Last month, the City of Ripon saved 8.7 percent in total water consumption based a numbers from a year ago.

Prior to that, the actual numbers for June was 8.3 percent, according to Public Works Director Ted Johnston at Tuesday’s Ripon City Council meeting.

Although those figures are a step in the right direction, he believes there’s “more we can do,” Johnston added.

Those numbers could have been better. “Last year, we were not watering (Mistlin) Sports Park,” Johnston said.

The City is experimenting with an outside product that, if successful, could cut down on water usage, according to Johnston.

“As for the other the city parks, we’ve taking (the watering) down to a bare minimum,” he said.

Ripon, in complying with the Water Board Resource Control Board’s recently adopted Water Conservation Regulations, repealed a portion of its water conservation plan.

Prohibited will be the use of water in hosing down driveways, sidewalks, patios, parking lots, aprons and other exterior surfaces except for sanitation or public health and safety reasons.

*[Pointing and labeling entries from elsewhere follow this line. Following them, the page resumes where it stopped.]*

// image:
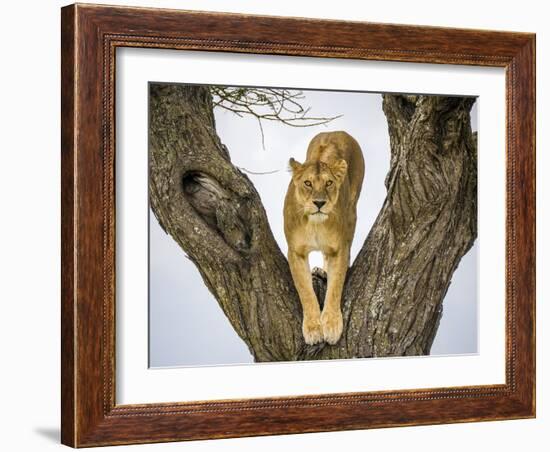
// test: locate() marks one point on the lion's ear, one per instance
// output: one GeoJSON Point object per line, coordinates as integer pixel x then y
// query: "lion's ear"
{"type": "Point", "coordinates": [294, 165]}
{"type": "Point", "coordinates": [339, 168]}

Using water for rinsing off vehicles, boats, and other recreational vehicles can only be done with use of an automatic shut-off nozzle on the hose.

Watering the lawn for those living within city limits can only be done on Tuesday, Thursday and Saturday, from 6 p.m. to 10 a.m., for those living within the city limits on even numbered addresses.

Those with living within city limits with odd addresses an water on Wednesday, Friday and Sunday, from 6 p.m. to 10 a.m.

Repairs are required within 24 hours from the time discovered on all water leaks, breaks or malfunctions within a water user’s plumbing, distribution or irrigation system.

 Draining and refilling of pools, spas and ponds can only be allowed for health, maintenance, or structural considerations, but only after approval by the Public Works Department.

The penalties will remain the same – first violation within one-year period is $25, second violation within the same span is $50, third violation during one-year period is $100, and any additional violation after that one-year period is $200.

Johnston indicated that 184 people received minor notices while six recently their third notices. “This is their last notice before we start issuing fines,” he said.

Johnston also believes education on water conservation might be necessary for some.

A few folks are doing their part to help out during the draught.

Harrison Gibbs, for one, puts a bucket in the tub while warming up his shower. “I use this water for my potted plants,” he told elected leaders.